Ferrari team principal Mattia Binotto admits that clear mistakes were made by the Scuderia in Monaco, especially at the expense of pole-sitter Charles Leclerc’s race.
Leclerc led the first stint of the race up until Lap 18 from pole position, after an eventual rolling start which commenced in the wake of a 45 minute start delay. Sergio Perez had been brought in two laps prior and successfully pulled off an undercut on Leclerc.
However the worst was arguably yet to come for Leclerc’s race when Ferrari brought him into the pits right behind his teammate Carlos Sainz for a double-stack pit stop, which the team quickly tried to correct by calling him to stay out when the Monegasque was already committed to entering the pit lane.
He subsequently lost a lot of time behind his teammate in the pit lane, which was made all-the-more hapless when Red Bull pulled off a successful double-stack of their own a lap later to perform a textbook undercut on the Ferrari pair.
“At first I think we need to admit that if you are leading the race and finding yourself in the first positions, we may have done something wrong [to lose that position],” said Binotto when asked about the reasoning behind Leclerc’s erroneous pit call. We certainly made mistakes in our judgements and we made mistakes in our calls.
“What the process was that brought us to make mistakes was that we were underestimating I think the pace of the intermediates and the gap we had to the other cars in terms of track position. The process I think is still something we need to look at, we just had our briefing with the drivers, we went through it…it was not an obvious one, [but] we should have called him in earlier,” said the Ferrari chief.
Binotto went on to explain how the team saw opportunities when the race reached the intermediate to dry tyre pace crossover period, and how they believed that the hard tyres were the safer option in getting both of their cars to the finish in a race where track position is usually more important than tyre strategy.
“We did [the double-stack] at that time because we knew that the dry tyres were significantly faster and we believed it could be a good opportunity for us to undercut the Red Bulls, so an opposite situation to when they first pitted on intermediates trying to undercut us, then we did the same with the dries,” said Binotto.
“I think the main reason was we believed we were right in that respect that the mediums would have had graining, and that the hard tyres were a lot more resilient and give us more opportunity at the end of the stint. While [the Red Bulls had] clear graining they were slowing down significantly. We know in Monaco it’s very difficult to overtake but we think the hard tyres were the right choice. It would have been a rolling start anyhow so you do not have the benefit of the start and you’re not on the first lap.”
Second-placed finisher Sainz, although on the matching strategy to Leclerc in the latter dry stint of the race, made the unusual strategy move consisting of a switch from the extreme wet tyres to slick tyres work. A strategy which, on paper, looks to go against the grain was actually discussed prior to the race, reveals Binotto.
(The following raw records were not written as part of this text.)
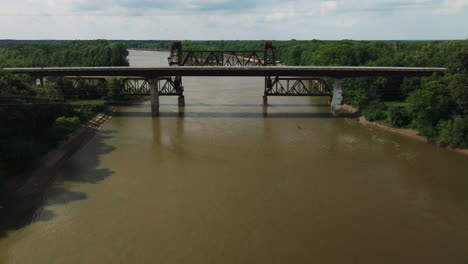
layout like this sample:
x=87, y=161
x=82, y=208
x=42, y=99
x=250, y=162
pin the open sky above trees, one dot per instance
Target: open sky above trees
x=234, y=19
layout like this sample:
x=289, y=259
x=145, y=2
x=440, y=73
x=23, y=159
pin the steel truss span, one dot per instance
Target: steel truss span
x=276, y=86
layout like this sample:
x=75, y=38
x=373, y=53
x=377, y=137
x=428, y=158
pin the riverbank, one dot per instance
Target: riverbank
x=37, y=178
x=411, y=133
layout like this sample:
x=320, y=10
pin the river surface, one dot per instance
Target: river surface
x=227, y=181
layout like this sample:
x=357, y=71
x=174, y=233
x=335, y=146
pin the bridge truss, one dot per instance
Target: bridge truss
x=167, y=86
x=274, y=85
x=277, y=86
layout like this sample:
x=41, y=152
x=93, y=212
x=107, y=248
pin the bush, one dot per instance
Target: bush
x=86, y=111
x=454, y=131
x=399, y=116
x=375, y=111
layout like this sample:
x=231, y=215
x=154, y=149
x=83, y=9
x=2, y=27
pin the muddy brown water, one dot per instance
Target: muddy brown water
x=227, y=181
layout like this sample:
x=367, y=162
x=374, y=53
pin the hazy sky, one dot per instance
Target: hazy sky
x=234, y=19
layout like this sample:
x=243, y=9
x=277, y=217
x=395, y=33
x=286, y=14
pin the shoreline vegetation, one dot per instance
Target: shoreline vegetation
x=435, y=106
x=42, y=172
x=407, y=132
x=36, y=118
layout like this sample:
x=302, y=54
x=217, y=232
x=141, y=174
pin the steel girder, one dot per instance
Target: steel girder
x=276, y=86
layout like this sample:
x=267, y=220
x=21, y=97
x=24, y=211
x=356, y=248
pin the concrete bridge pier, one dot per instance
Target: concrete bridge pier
x=154, y=90
x=337, y=96
x=181, y=100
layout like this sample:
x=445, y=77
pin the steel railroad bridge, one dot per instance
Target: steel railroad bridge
x=167, y=80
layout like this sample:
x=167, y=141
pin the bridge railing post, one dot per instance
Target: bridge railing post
x=154, y=90
x=337, y=96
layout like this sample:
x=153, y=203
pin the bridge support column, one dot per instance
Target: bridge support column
x=181, y=100
x=154, y=89
x=337, y=95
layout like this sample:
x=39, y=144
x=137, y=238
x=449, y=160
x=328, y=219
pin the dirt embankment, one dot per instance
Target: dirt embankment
x=414, y=134
x=37, y=178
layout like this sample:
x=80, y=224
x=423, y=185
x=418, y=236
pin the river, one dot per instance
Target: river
x=227, y=181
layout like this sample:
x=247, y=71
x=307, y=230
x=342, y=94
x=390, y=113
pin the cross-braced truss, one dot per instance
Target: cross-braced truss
x=276, y=86
x=136, y=86
x=90, y=81
x=222, y=58
x=167, y=86
x=170, y=86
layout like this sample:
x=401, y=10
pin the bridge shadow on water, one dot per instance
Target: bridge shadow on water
x=147, y=105
x=48, y=186
x=235, y=115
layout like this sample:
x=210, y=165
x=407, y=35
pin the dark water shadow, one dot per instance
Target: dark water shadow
x=147, y=105
x=47, y=187
x=235, y=115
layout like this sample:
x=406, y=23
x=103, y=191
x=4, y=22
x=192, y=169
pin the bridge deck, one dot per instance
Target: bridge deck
x=151, y=72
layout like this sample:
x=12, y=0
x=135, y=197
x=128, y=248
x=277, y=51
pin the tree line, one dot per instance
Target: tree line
x=437, y=106
x=34, y=119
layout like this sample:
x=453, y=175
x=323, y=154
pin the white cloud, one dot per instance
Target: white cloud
x=453, y=6
x=347, y=22
x=233, y=19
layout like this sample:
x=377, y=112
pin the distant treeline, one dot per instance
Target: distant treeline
x=437, y=106
x=62, y=53
x=34, y=119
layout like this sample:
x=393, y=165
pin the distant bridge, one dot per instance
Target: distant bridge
x=167, y=80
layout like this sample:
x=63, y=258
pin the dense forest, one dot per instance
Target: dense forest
x=437, y=106
x=34, y=119
x=70, y=53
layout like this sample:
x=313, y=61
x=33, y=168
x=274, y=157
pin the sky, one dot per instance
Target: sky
x=234, y=19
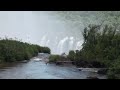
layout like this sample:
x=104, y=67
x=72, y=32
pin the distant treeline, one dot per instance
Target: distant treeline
x=13, y=50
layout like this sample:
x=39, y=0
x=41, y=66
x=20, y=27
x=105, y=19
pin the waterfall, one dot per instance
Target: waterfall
x=43, y=41
x=60, y=46
x=79, y=45
x=71, y=42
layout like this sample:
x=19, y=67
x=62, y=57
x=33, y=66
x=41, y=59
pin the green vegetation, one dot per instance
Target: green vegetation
x=13, y=50
x=101, y=48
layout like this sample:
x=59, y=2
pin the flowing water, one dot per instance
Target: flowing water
x=40, y=70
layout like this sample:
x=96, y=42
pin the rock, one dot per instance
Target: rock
x=25, y=61
x=102, y=71
x=92, y=77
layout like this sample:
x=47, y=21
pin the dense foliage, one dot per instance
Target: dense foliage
x=101, y=47
x=13, y=50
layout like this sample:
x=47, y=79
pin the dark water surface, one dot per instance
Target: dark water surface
x=39, y=70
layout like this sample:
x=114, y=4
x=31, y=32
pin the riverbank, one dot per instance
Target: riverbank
x=39, y=70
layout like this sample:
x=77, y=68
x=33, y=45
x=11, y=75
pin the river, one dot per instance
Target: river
x=40, y=70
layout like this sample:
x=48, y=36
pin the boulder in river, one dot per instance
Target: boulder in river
x=92, y=77
x=102, y=71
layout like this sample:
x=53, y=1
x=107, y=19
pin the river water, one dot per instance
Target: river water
x=40, y=70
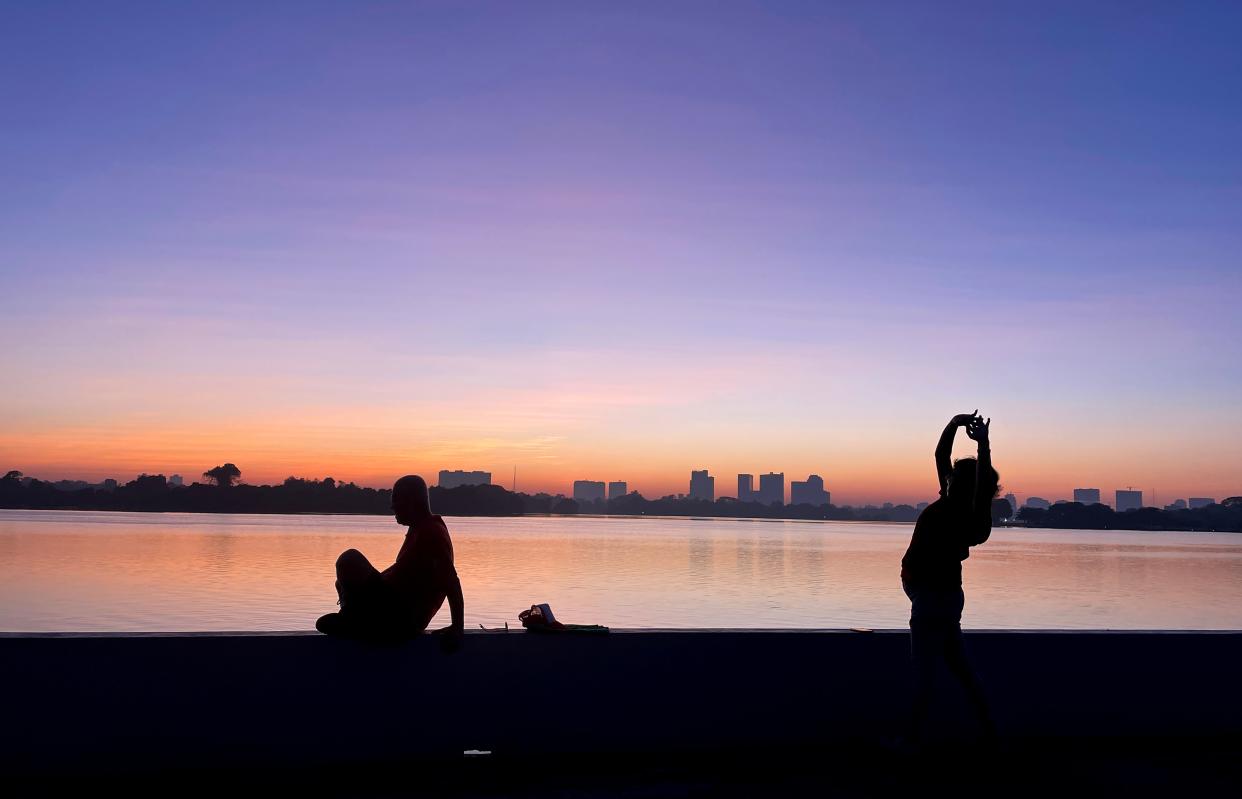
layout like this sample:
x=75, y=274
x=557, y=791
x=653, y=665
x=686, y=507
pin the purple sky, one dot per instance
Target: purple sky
x=620, y=241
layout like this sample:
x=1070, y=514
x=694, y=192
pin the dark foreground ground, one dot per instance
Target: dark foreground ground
x=1066, y=767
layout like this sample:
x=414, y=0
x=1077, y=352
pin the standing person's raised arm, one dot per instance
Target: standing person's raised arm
x=944, y=447
x=985, y=485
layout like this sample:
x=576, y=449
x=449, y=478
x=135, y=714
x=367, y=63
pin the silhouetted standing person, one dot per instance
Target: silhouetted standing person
x=404, y=598
x=932, y=568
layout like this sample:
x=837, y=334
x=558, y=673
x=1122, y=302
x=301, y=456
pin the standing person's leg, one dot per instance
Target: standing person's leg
x=924, y=651
x=959, y=666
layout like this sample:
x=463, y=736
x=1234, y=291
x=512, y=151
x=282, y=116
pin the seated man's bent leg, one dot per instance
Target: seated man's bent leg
x=359, y=587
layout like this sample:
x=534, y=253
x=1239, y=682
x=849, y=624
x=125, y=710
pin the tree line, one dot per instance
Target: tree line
x=222, y=492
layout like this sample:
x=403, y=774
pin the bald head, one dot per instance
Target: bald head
x=410, y=500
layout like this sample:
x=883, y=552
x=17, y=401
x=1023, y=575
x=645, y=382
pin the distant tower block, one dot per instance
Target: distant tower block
x=771, y=488
x=809, y=491
x=747, y=488
x=588, y=490
x=1128, y=501
x=1087, y=496
x=702, y=486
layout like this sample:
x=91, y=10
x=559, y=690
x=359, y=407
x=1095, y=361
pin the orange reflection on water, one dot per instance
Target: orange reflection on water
x=65, y=570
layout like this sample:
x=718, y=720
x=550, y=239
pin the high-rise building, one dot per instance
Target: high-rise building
x=809, y=491
x=771, y=488
x=1087, y=496
x=1128, y=501
x=745, y=488
x=702, y=486
x=588, y=490
x=457, y=477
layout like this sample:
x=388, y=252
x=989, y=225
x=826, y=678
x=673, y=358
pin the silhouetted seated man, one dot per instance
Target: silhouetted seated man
x=401, y=600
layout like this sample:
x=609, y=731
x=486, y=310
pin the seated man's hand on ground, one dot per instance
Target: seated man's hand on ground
x=450, y=639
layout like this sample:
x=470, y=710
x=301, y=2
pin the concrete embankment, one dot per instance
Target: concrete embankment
x=124, y=702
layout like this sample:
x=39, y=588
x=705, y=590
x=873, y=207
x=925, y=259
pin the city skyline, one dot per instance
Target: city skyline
x=611, y=240
x=811, y=488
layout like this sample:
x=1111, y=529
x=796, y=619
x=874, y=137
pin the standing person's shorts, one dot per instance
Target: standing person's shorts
x=938, y=607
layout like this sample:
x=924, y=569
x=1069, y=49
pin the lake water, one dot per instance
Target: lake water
x=87, y=570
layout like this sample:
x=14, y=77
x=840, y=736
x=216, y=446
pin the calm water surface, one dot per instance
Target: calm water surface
x=87, y=570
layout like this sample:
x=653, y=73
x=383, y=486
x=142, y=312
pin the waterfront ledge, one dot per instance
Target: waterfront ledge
x=142, y=701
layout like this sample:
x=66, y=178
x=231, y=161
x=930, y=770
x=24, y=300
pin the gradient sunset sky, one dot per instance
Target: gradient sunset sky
x=621, y=241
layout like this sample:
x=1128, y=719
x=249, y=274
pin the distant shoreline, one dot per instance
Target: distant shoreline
x=615, y=516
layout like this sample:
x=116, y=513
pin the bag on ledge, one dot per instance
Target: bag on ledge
x=540, y=619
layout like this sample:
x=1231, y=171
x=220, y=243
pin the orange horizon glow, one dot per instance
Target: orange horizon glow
x=856, y=474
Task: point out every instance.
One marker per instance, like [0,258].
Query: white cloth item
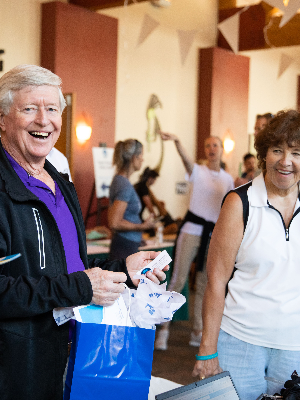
[160,385]
[59,161]
[263,303]
[208,190]
[153,304]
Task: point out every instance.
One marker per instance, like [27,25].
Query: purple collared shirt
[60,211]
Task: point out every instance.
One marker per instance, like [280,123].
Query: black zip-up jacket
[33,349]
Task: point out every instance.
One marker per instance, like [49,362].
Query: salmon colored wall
[223,101]
[81,47]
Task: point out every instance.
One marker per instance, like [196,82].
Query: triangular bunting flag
[149,24]
[230,30]
[288,11]
[186,39]
[285,62]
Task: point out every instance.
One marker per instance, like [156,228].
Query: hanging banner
[148,26]
[285,62]
[186,39]
[103,170]
[288,10]
[230,30]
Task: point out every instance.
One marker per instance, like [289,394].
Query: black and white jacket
[33,349]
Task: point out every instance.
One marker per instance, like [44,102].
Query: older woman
[125,206]
[258,234]
[40,218]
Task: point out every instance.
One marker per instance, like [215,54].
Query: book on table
[216,387]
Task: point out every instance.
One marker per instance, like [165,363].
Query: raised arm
[225,242]
[187,161]
[117,222]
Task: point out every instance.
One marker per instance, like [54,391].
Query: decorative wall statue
[153,129]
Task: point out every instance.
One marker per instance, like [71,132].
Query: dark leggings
[121,247]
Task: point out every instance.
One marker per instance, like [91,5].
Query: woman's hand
[149,223]
[207,368]
[140,260]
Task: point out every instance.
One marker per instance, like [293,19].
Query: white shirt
[263,303]
[208,191]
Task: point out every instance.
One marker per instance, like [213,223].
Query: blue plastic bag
[111,363]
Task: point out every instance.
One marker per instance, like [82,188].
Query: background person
[40,218]
[210,184]
[259,338]
[124,203]
[147,178]
[153,205]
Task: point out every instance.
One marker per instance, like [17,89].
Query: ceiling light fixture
[161,3]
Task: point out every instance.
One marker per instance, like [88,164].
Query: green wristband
[209,357]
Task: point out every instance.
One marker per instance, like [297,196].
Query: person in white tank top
[209,183]
[254,331]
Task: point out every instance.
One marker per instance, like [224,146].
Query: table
[100,249]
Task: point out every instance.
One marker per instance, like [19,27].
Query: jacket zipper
[286,229]
[40,233]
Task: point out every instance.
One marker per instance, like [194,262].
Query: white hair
[27,75]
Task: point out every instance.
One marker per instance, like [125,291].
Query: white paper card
[159,262]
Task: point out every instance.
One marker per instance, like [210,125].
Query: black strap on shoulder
[242,192]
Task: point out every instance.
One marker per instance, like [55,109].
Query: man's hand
[168,136]
[140,260]
[204,369]
[107,285]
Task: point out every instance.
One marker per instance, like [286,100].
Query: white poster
[103,169]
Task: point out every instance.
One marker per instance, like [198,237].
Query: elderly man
[40,218]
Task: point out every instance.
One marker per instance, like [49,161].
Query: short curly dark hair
[284,127]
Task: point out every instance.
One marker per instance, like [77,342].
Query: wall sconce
[228,142]
[161,3]
[83,132]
“It was a scenario we discussed between us before the race,” he says. “It already happened in the past, I think it was Hamilton in Monaco on extremes switching directly to dries, so I think it’s something which we aware of and was part of the discussions we had and the judgement that would have been necessary during the race, the drivers called in that respect because they’ve got the feeling of the track. I don’t think it distracted us, I think the reason why we made mistakes is not coming from that.
“There were circumstances in which we make life more difficult, but we have not been great at judging and deciding [this season]. I’m pretty sure it’s a situation that will make us stronger. We are pretty aware that being competitive is a fact, winning is another task and it’s another level of difficulty. And I think as a team we are still progressing, learning, and maybe it will take some more time.”